I ate entirely too much delicious food. The yakisoba was the best I had ever tasted, and the karaage was wonderfully fatty. I had two doughnuts that were beyond tasty, and rivaled that of an American doughnut. Until now, I was under the mistaken impression that nothing could outdo the glorious taste of an American doughnut, but I was wrong. So very wrong! They dissolved in my mouth like a precious nectar, and like that, the taste was gone and I was left wondering at its glory. Would I ever taste anything so heavenly again? I decided not to buy a second box, in honor of the first box's memory (and also because I did not want to completely betray my diet).
I met who I think is Fujii's girlfriend today. Her english was not very good, but I finally understood that we were going to go see a drag show. A drag show? I thought incredulously. Surely the Japanese are far too uptight for that. As I walked to the gym, I saw three of my students, who were, by the way, the most masculine in my third year, looking like bizarre Picasso's of a girl.
"Tetsuya?" I asked, my confusion painted on my face as prominently as his lipstick and mascara.
The boy snickered, and nodded. "Aren't I beautiful?"
The were paraded on stage, asked their favorite type of man, and what kind of date they would go on. Strangely, the boys were brave enough to down the clothing of the other sex, yet not brave enough to answer the questions into the microphone. Then five girls were asked to go up and stage and give a banana to their favorite girl. Most of the boys thanked them for their prize, but others were more creative.
"I'm so happy." One's rich baritone says, clearly making fun of the typical girl in a drama.
The other, I could not understand, but his prepubescent crack in his falsely emotional voice led me to believe he was trying to be funny. Everyone laughed at him, in any case.
After that, I watched the bands and karoake, where I got to know a little more about Okada-sensei.

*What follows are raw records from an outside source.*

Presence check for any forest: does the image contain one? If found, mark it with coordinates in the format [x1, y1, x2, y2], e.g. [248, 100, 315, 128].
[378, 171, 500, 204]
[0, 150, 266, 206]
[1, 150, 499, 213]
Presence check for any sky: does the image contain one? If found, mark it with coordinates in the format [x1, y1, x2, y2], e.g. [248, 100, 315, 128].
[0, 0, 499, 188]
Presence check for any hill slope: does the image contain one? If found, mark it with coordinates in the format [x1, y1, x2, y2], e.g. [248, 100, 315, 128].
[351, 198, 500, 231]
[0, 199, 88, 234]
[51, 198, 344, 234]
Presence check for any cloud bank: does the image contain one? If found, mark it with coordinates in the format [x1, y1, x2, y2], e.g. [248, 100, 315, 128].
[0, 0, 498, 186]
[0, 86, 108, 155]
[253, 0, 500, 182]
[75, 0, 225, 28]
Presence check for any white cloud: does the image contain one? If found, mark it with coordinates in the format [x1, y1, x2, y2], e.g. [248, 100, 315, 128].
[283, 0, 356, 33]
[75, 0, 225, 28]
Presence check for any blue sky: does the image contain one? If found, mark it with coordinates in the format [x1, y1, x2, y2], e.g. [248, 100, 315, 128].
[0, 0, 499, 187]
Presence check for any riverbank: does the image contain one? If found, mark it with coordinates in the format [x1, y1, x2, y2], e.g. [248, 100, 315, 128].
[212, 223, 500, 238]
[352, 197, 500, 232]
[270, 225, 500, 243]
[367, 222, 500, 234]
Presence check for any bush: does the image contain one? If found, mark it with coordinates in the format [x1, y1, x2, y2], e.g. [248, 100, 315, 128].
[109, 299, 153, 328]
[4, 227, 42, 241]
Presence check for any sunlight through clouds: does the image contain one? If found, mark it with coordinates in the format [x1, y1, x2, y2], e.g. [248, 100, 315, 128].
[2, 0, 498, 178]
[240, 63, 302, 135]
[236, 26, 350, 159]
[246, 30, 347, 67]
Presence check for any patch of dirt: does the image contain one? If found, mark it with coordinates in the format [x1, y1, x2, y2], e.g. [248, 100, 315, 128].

Initially, I did not sit next to her, but instead gradually drifted over to her sit by sit because I kept wanting to say some innocuous comment, and hated that there was no one to listen to me. We talked about how the singer was really bad. Then Okada-sensei, being the nice girl that she is, said that maybe, the stereo was broken. The guitarist, Shota, on the other hand, was excellent, and I wished that he wasn't stuck with clearly second rate players. The next band that played was all about drama. One of the actual members could not preform because his hair was too long, and he had dyed it, which is an awful big no-no, even at a low academic school like Togi. The crowd cried "Kyousuke! Kyousuke!". He came out, with tears in his eyes, and thanked them for coming, and expressed how much he wished he could be performing with his band. I had never seen anyone so emotional but something that was clearly their fault. I may not agree with the strictness of the rules of appearance in Japan, but the boy knew the consequences. Perhaps his tears were the tears of someone trying to be free, but feeling the constriction of society's bars press up against his chest he reached out for the sky.
Okada-sensei is very kind, I realize. I told her that follow her like a puppy, and she laughs at the idea, but lets me follow her anyways. In my heart of hearts, I know I'm seriously taking down her cool points, but then again, I've made it my mission make her english better. I already think it has improved leaps and bounds since I have come. I'm embarassed to say this, but I seem to think it to be a better idea to teach the English teacher's English, rather than the students.
I wish I could describe her properly, but I know very little about her. I know that she leaves close to the drummer of one of the bands that performed today, and that she learned the trick of fanning two people at once from her ex-boyfriend. This trick was much appreciated by me today, as I kept forgetting my damn fan. In America, one usually thinks that fans are useless. But here in Japan, I have learned that their usefulness is so great that it is nearly ineffable.
I hope that after today, I have endeared myself a little more to Okada-sensei. It sounds very dorky to say it, but I hope that we become friends.